Dlaczego Daniszewski został w ogóle do Polski wysłany?
drugiej połowie lat 80. dało się zauważyć, że po raz pierwszy od czasu II wojny światowej w Polsce było czuć wiatr zmian. Wraz ze wzrostem znaczenia „Solidarności”, również i zainteresowanie mediów było większe. Podobnie w AP (Associated Press) – nie można było zaprzestać korespondencji. To byłby strzał w kolano. - czytamy w Onet.pl
Daniszewski wspomina dalej, że stan wojenny był dla Polaków bardzo trudnym i nerwowym czasem. Z jego perspektywy duży wpływ na to, co działo się wtedy w kraju, miał Jan Paweł II, a także odwaga "Solidarności" oraz pojawienie się u sterów ZSRR Gorbaczowa, to zdaniem dziennikarza był początek zmian w Polsce.

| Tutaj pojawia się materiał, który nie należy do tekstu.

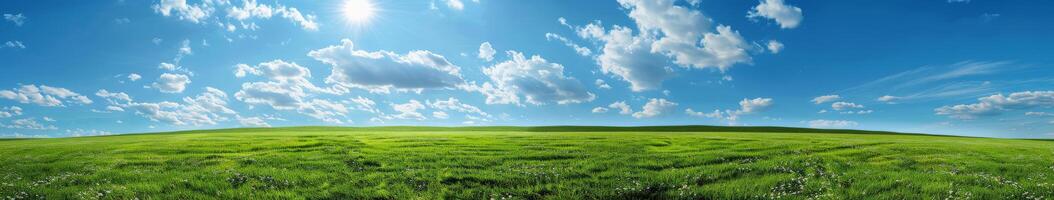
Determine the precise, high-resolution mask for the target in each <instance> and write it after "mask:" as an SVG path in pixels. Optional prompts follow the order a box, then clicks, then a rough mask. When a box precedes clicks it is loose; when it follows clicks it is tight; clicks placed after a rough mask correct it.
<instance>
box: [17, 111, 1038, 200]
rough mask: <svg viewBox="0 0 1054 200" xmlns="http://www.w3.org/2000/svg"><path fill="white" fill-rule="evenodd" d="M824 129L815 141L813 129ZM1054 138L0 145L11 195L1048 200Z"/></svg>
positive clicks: (201, 132) (118, 139)
mask: <svg viewBox="0 0 1054 200" xmlns="http://www.w3.org/2000/svg"><path fill="white" fill-rule="evenodd" d="M802 132H812V133H802ZM1052 197H1054V141H1040V140H1012V139H991V138H965V137H943V136H926V135H899V134H893V133H874V132H858V131H817V129H804V128H781V127H742V128H730V127H720V126H655V127H586V126H549V127H371V128H341V127H289V128H246V129H219V131H201V132H182V133H165V134H141V135H123V136H108V137H86V138H61V139H27V140H0V198H2V199H11V198H15V199H40V198H45V199H136V198H138V199H210V198H221V199H492V198H493V199H774V198H778V199H1039V198H1046V199H1050V198H1052Z"/></svg>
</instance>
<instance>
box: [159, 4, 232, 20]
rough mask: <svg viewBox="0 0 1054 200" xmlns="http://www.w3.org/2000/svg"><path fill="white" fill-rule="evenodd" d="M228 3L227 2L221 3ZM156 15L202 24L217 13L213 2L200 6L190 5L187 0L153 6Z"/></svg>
mask: <svg viewBox="0 0 1054 200" xmlns="http://www.w3.org/2000/svg"><path fill="white" fill-rule="evenodd" d="M220 2H226V1H220ZM152 8H154V12H155V13H158V14H161V16H164V17H169V16H176V17H177V18H179V19H180V20H187V21H190V22H193V23H200V22H202V20H204V19H206V18H208V17H209V16H210V15H212V13H213V12H214V11H215V7H214V6H213V1H204V2H202V3H200V4H189V3H187V0H160V2H158V3H157V4H154V5H153V6H152Z"/></svg>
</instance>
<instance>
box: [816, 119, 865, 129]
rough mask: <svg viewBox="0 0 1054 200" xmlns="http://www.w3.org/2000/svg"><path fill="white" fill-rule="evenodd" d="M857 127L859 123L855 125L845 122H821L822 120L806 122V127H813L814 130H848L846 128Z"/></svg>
mask: <svg viewBox="0 0 1054 200" xmlns="http://www.w3.org/2000/svg"><path fill="white" fill-rule="evenodd" d="M857 125H859V123H857V122H855V121H846V120H823V119H818V120H812V121H808V126H809V127H815V128H848V127H854V126H857Z"/></svg>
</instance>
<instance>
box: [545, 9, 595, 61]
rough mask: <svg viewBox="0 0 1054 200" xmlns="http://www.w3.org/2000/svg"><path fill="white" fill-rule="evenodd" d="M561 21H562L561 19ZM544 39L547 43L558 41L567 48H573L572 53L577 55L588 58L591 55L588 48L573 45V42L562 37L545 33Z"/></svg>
mask: <svg viewBox="0 0 1054 200" xmlns="http://www.w3.org/2000/svg"><path fill="white" fill-rule="evenodd" d="M561 19H563V18H561ZM545 39H546V40H548V41H553V40H557V41H560V42H561V43H564V45H566V46H567V47H571V48H574V53H578V54H579V55H582V56H589V55H591V54H592V51H590V49H589V48H587V47H582V46H580V45H579V44H575V43H574V42H571V40H570V39H567V38H565V37H563V36H560V35H557V34H553V33H545Z"/></svg>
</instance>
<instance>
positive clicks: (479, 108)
mask: <svg viewBox="0 0 1054 200" xmlns="http://www.w3.org/2000/svg"><path fill="white" fill-rule="evenodd" d="M426 103H427V104H428V106H429V107H432V108H434V109H438V111H452V112H457V113H463V114H472V115H477V116H481V117H486V118H490V117H491V116H490V114H487V113H486V112H483V109H480V107H476V106H474V105H470V104H468V103H463V102H461V100H457V99H456V98H453V97H451V98H447V99H446V100H441V99H436V100H429V101H426Z"/></svg>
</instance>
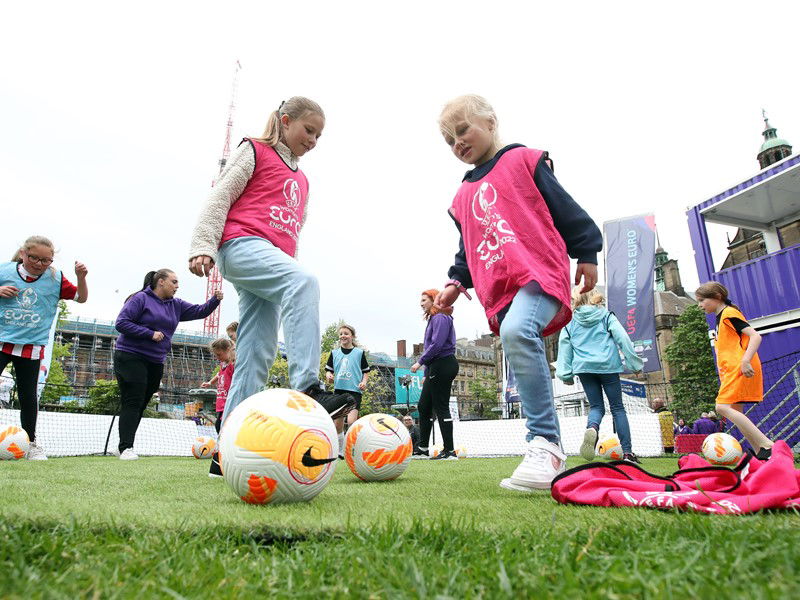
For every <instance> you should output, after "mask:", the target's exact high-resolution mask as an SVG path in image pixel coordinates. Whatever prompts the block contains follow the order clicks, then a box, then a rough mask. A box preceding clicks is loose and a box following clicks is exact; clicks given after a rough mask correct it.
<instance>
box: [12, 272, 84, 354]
mask: <svg viewBox="0 0 800 600" xmlns="http://www.w3.org/2000/svg"><path fill="white" fill-rule="evenodd" d="M17 270H18V271H19V274H20V277H22V278H23V279H24V280H25V281H27V282H29V283H30V282H31V281H36V279H37V278H36V277H34V276H32V275H31V274H30V273H28V272H27V271H26V270H25V267H23V266H22V264H21V263H20V264H19V265H18V266H17ZM77 294H78V288H77V287H75V285H73V284H72V282H71V281H69V280H68V279H67V278H66V277H64V274H63V273H62V274H61V294H60V295H59V299H61V300H74V299H75V296H76V295H77ZM44 348H45V347H44V346H39V345H37V344H11V343H9V342H2V341H0V352H2V353H3V354H11V355H12V356H20V357H22V358H29V359H31V360H42V359H43V358H44Z"/></svg>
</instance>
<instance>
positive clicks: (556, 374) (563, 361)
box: [556, 327, 575, 383]
mask: <svg viewBox="0 0 800 600" xmlns="http://www.w3.org/2000/svg"><path fill="white" fill-rule="evenodd" d="M572 357H573V352H572V341H571V340H570V339H569V336H568V335H567V328H566V327H565V328H564V329H562V330H561V333H560V334H559V336H558V358H557V359H556V377H558V378H559V379H560V380H561V381H563V382H565V383H574V381H575V374H574V373H573V372H572Z"/></svg>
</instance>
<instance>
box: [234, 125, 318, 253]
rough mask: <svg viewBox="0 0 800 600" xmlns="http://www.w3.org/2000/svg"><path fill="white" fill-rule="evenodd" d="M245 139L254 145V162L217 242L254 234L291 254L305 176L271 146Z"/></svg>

Daniszewski spodziewał się tego, co zastanie w naszym kraju, jednak mimo to, atmosfera panująca w społeczeństwie, poczucie niezadowolenia, szarość i stagnacja były dla niego bardzo mocno odczuwalne. Z czasem jednak na niebie pełnym chmur zaczęły pojawiać się pierwsze promienie słońca, aż w końcu nadszedł 4 czerwca 1989, czyli dzień pierwszych od czasów II wojny światowej częściowo wolnych wyborów. Kamil Turecki z Onet.pl zapytał swojego rozmówce o to, jak wspomina ten dzień.

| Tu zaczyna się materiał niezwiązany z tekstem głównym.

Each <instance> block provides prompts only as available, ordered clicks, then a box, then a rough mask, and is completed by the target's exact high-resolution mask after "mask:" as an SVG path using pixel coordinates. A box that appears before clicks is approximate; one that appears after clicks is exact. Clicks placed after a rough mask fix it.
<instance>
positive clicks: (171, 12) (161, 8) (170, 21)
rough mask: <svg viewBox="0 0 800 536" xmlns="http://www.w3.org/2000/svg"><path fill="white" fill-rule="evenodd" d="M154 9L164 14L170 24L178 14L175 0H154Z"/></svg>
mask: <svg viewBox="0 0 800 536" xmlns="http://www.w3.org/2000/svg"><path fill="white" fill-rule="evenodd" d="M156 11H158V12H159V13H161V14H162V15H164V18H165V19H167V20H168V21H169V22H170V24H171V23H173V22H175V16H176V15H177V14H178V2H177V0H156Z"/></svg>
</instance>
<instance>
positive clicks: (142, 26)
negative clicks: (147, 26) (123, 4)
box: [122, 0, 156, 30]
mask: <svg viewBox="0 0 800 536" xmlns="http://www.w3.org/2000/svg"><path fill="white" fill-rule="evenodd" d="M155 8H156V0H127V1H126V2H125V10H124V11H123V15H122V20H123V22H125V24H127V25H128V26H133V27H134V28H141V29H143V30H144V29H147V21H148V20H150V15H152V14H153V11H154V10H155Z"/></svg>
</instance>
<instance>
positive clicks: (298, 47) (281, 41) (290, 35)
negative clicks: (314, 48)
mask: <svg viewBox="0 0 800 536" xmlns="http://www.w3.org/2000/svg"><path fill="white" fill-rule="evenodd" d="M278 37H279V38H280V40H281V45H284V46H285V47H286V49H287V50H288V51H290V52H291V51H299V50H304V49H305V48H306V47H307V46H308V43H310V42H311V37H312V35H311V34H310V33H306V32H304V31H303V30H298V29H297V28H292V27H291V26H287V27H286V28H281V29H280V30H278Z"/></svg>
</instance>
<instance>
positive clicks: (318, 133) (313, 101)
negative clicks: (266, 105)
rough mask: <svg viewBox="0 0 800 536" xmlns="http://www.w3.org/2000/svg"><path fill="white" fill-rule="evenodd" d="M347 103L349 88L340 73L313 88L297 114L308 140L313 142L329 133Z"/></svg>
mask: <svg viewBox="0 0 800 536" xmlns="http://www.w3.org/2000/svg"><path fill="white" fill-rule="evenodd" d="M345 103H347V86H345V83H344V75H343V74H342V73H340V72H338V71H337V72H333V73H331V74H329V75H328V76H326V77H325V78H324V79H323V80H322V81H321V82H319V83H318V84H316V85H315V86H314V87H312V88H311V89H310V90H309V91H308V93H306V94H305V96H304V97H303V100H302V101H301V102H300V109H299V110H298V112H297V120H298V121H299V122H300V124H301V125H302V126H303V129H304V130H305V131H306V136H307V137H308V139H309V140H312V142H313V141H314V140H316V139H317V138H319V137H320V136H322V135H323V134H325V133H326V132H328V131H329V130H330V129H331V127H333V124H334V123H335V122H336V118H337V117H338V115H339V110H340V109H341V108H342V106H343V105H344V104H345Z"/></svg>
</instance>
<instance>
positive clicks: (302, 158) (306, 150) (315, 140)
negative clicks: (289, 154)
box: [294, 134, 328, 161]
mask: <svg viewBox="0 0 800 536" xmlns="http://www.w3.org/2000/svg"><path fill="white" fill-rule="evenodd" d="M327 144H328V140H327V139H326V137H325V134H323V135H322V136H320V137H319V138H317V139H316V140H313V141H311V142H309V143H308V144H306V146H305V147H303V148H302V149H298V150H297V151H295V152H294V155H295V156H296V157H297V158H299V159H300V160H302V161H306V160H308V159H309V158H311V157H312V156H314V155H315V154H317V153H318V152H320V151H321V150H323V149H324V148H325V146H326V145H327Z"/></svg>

Było bardzo jasno i słonecznie. Pogoda szła pod ramię z pogodą ducha. Dało się wyczuć duże podniecenie sytuacją. W końcu możliwa była wolność słowa. Publikować mogła „Gazeta Wyborcza”, a kandydaci do parlamentu mogli agitować. Plakaty wyborcze były wszędzie rozwieszone, część kandydatów próbowała stylizować się na aktora Gary'ego Coopera. Część plakatów z tamtego okresu mam w swoim domu. Wśród ludzi panowało przekonanie, że nadeszła niepowtarzalna szansa na zmiany. Partyjni działacze wierzyli jednak w utrzymanie władzy. Nie było to możliwe z powodu miażdżącego zwycięstwa opozycji – w Senacie komunistom oddała tylko jedno miejsce. - czytamy w wywiadzie na portalu Onet.pl
Amerykański dziennikarz zakończył rozmowę z Onetem.pl bardzo optymistycznym akcentem Daniszewski mówiąc o przemianie Polski z perspektywy czasu wciąż uważa, że w tamtym momencie Polska poszła we właściwym kierunku, stając się przykładem dla innych.
Trzymam dalej za was kciuki - dodał.
John Daniszewski jest amerykańskim dziennikarzem polskiego pochodzenia. Był związany m.in. z Associated Press, relacjonował wydarzenia z Europy, Bliskiego Wschodu, Azji i Afryki. Dziś jest wiceprezesem AP, zasiada też w komisji przyznającej Nagrody Pulitzera. Wykłada dziennikarstwo na Uniwersytecie Columbia w Nowym Jorku.